« MON PÈRE S’EST VU MOURIR »
MESURES SANITAIRES TROP STRICTES EN EHPAD ?
Jean-Pierre Tarditti n’emmènera plus son vieux père prendre l’air sur le port de Sanary. « Le papa », comme il l’appelle, a rendu son dernier souffle alors qu’il était confiné dans sa chambre du deuxième étage de l’Ehpad Le Rosaire, à (1) Sanary. Cet ancien maçon, 94 ans, a échappé au coronavirus mais n’a pas supporté l’isolement. « Nos visites quotidiennes, c’était le carburant qui lui permettait de garder le moral et de tenir le coup. Il s’accrochait à nous. On voulait juste qu’il parte dans le bonheur, en présence de ses fils. J’avais organisé ma vie pour ça », témoigne Jean-Pierre Tarditti, rencontré dans le bureau de son avocat. Les « mesures barrières », drastiques dans les Ehpad, ont eu raison de ces rendezvous familiaux. « C’est devenu Guantanamo », déplore Me Jean-Claude Guidicelli.
Les sanglots d’un père désespéré
Également privé de kiné, le vieil homme ne pouvait presque plus marcher, décrit son fils cadet. Il refusait aussi de s’alimenter. « Le papa était en déperdition », se désole Jean-Pierre Tarditti, qui a multiplié les échanges de mails avec l’établissement. Ces dernières semaines, de nombreux professionnels se sont émus de ce « syndrome du glissement ». Combien de victimes collatérales se sont laissé mourir ? « Il risque d’y avoir autant voire plus de décès provoqués par la solitude que par le Covid », s’est inquiétée la déléguée générale de l’association Les Petits Frères des Pauvres, citée par le Journal du Dimanche. Une situation difficile à supporter pour le fils d’Ange Tarditti. « On ne se fait pas à l’idée de l’avoir entendu en sanglots au téléphone.

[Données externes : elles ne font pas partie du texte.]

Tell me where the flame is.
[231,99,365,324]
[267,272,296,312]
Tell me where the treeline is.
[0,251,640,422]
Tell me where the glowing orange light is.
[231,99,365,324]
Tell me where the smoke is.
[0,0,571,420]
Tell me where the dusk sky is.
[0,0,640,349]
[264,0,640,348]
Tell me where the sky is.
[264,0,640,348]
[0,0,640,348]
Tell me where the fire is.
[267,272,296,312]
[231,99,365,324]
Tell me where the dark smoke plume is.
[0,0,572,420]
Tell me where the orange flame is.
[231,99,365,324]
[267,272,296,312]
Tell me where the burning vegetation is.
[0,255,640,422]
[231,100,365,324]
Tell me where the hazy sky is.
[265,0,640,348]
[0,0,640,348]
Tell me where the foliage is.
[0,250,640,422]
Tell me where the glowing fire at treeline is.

Il me demandait ce qu’il avait bien pu faire pour que je ne vienne plus le voir… » À la faveur d’un changement des règles du confinement, Jean-Pierre Tarditti a finalement pu rencontrer son père le 28 avril, après qu’un médecin a délivré une ordonnance prescrivant une « visite familiale impérative ». Une visite encadrée. « Je l’ai vu un quart d’heure, il m’a demandé : “Et ton frère ?” » Mais il n’y a pas eu d’autre visite. Ange Tarditti est décédé d’un arrêt cardiaque au petit matin du 21 mai. « Ce qui m’arrache le coeur, c’est que le papa s’est vu mourir sans qu’on lui porte secours. » Jean-Pierre Tarditti a saisi un avocat pour envisager une action en justice. « On a des éléments probants qui démontrent que Jean-Pierre Tarditti avait tiré la sonnette d’alarme et que son père était en danger, commente Me Jean-Claude Guidicelli. Ce désastre humain aurait pu être évité. C’est à se demander si la vie humaine a encore une valeur .» 1. Établissement d’hébergement pour personnes âgées dépendantes.